Melanie wrote:So, another assumption, presumably you can't meaningfully deduct any such figure for your calculations, unless the firm's BS actually itemises an entry called exactly that; i.e. goodwill.
If you want to calculate net tangible asset value (NTAV), subtract anything on the balance sheet called "Intangible assets", "Goodwill", "Other intangible assets" or similar (there are minor variations between companies about the exact naming of most balance sheet items, though not many about these particular items). "Goodwill" and "Other intangible assets" tend to appear in pairs, in that order, and when "Intangible assets" appears on its own, it usually points to a note that breaks them down into categories, goodwill being one of them.
In your example of Domino, net asset value is given on the balance sheet as £64.5m and "Intangible assets" as £114.2m, so NTAV = £64.5m-£114.2m = -£49.7m is negative.

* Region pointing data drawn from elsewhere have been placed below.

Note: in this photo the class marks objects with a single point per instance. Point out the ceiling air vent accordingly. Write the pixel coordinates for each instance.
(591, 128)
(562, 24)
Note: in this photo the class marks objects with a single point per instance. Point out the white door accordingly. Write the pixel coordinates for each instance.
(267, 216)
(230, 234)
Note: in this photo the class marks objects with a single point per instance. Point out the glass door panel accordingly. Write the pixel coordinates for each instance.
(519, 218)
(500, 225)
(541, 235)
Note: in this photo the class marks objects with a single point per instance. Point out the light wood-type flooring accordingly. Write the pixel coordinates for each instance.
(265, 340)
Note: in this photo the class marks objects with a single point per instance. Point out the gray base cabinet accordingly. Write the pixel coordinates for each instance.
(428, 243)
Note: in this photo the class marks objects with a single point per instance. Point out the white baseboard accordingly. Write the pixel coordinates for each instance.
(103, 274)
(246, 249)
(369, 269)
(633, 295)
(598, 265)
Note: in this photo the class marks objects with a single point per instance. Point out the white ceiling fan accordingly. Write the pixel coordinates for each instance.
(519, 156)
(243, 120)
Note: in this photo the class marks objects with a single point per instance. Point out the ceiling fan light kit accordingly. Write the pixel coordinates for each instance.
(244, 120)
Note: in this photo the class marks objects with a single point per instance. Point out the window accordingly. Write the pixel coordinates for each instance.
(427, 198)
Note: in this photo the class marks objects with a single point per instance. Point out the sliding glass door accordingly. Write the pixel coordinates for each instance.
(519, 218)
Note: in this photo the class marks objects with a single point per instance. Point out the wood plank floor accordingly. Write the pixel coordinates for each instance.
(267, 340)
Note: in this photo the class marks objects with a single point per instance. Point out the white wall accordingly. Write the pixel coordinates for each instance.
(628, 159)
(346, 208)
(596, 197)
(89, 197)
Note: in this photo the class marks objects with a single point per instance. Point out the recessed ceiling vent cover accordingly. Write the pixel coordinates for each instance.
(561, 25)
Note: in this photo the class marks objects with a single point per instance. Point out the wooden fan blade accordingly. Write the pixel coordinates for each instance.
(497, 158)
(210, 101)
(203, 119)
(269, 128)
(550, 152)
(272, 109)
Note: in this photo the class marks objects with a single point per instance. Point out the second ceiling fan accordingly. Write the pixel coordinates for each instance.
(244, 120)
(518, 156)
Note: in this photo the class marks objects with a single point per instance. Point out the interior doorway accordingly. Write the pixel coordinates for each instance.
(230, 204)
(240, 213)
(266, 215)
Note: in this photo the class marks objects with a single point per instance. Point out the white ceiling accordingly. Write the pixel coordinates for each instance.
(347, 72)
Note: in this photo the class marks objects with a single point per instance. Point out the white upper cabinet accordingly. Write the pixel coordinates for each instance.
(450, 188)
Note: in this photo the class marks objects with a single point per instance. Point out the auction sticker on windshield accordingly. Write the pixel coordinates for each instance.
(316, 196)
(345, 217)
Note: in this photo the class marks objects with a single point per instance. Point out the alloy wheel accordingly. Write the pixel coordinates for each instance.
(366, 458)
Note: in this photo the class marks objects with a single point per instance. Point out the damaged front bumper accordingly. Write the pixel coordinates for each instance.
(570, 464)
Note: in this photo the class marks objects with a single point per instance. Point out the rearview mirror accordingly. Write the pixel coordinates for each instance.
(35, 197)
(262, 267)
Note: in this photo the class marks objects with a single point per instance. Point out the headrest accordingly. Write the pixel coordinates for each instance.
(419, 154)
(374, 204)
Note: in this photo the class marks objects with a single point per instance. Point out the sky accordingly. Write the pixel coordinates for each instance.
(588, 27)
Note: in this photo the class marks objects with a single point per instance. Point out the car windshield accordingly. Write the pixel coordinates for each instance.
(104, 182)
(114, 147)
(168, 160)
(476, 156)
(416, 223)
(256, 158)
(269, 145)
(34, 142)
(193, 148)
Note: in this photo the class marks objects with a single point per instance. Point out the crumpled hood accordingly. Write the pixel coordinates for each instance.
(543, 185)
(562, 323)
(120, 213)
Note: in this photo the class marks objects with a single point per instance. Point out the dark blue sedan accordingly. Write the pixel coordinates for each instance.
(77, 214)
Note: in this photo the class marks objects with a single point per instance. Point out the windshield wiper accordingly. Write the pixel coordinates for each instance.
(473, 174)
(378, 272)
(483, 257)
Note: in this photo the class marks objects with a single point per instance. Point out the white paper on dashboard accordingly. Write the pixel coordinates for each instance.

When the 'capital value' figure in a 'debt' / 'capital value' gearing calculation is negative, the resulting figure is very misleading, a situation called 'negative equity'. So if you use net debt as the 'debt' figure, for instance, Domino's net gearing is £89.2m/£64.5m = 138% based on NAV but 'negative equity' (rather than a percentage) based on NTAV.
Some people (I'm one of them) prefer to automatically ignore only goodwill, and take a considered view of other intangible assets. So for example, a look at note 15 shows that goodwill is only £49.7m out of the £114.2m intangible assets, so Domino's net gearing is £89.2m/(£64.5m-£49.7m) = 603% based on NAV excluding goodwill. (That's not a statement that I wouldn't exclude the three other categories of intangible asset in note 15, by the way - I might or might not decide to if I were to consider the question.)